DENVER (Reuters) - Public utility Xcel Energy Inc. (XEL.N) and a subsidiary were acquitted on Tuesday of criminal charges stemming from a fire that killed five workers in 2007 at a Colorado hydroelectric plant.

A U.S. District Court jury returned the not guilty verdicts on the second day of deliberations after a 16-day trial in Denver.

Xcel and subsidiary Public Service Company of Colorado each were each charged with five counts of violating federal Occupational Safety & Health Administration regulations and causing deaths.

The workers were relining a tunnel at the Georgetown, Colorado plant, about 45 miles west of Denver, when chemical vapors ignited in the pipe and fire blocked their escape.

Xcel has characterized the deaths at the plant as a tragic accident.
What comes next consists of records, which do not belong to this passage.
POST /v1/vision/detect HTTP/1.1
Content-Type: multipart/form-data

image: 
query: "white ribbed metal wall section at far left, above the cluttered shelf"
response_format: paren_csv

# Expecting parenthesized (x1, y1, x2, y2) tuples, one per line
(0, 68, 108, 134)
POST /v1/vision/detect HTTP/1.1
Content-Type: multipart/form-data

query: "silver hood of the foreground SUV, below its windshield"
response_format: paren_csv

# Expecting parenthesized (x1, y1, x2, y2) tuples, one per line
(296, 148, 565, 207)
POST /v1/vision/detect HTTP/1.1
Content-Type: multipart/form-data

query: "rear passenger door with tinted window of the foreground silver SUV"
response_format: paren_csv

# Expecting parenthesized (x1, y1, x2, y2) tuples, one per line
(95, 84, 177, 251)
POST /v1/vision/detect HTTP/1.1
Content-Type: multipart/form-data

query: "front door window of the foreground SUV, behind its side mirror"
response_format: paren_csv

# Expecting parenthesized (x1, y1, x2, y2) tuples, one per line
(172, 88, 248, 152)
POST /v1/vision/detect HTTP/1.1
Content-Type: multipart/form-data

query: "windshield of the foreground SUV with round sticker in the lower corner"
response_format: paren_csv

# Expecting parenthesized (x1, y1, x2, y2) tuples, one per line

"It's not a day of joy," Xcel's lead attorney, Cliff Stricklin, told reporters after the verdict. "Xcel sends its deepest and heart-felt sympathy to the families of those men."

The company that employed the workers, RPI Coating Inc., of Santa Fe Springs, Calif., as a contractor for the utility, and two of its executives are scheduled to stand trial later this year on the same charge.
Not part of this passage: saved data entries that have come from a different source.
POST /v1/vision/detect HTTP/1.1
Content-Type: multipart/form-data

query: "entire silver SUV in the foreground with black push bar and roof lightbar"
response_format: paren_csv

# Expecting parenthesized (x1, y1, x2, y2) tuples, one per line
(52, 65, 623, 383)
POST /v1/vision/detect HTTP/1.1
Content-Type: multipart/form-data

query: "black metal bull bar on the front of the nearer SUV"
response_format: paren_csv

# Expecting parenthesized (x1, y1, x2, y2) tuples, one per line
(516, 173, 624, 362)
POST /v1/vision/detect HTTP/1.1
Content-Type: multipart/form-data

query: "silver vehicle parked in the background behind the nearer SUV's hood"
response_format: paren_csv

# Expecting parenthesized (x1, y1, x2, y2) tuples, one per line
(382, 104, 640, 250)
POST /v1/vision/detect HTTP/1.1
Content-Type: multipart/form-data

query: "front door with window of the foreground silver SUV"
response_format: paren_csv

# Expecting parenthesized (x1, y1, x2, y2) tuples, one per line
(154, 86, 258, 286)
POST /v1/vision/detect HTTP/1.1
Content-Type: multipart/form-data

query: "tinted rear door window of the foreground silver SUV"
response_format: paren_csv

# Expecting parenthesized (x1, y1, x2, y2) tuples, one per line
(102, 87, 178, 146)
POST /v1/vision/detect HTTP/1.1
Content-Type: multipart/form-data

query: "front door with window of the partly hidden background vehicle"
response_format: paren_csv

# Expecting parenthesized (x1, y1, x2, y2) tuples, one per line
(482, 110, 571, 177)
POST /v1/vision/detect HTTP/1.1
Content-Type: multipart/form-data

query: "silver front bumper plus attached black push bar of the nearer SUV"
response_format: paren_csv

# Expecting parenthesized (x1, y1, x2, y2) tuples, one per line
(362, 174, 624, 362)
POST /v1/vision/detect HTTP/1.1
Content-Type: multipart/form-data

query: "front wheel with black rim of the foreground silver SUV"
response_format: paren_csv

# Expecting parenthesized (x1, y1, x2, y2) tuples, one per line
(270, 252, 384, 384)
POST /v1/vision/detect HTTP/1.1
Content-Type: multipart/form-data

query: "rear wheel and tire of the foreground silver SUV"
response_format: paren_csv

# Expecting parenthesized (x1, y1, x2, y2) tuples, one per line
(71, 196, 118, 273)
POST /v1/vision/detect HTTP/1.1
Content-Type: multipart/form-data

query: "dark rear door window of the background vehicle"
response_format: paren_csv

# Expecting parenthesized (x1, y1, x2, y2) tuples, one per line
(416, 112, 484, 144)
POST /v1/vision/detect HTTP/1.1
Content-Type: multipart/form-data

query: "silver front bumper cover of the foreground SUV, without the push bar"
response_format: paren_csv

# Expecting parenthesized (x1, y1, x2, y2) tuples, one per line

The U.S. Chemical Safety Board concluded in a report issued last year that Xcel and RPI failed to implement safety procedures for the safe handling of flammable liquids, the hazard of static discharge, emergency response and rescue, and fire prevention.

"Today the jury has spoken, finding Xcel Energy and Public Service Company not guilty of criminal violations of certain OSHA safety regulations," U.S. Justice Department spokesman Jeff Dorschner said in a written statement.

"We believe that this was an important case to prosecute, as it involved the loss of five lives. That said, we respect the jury's verdict," Dorschner said.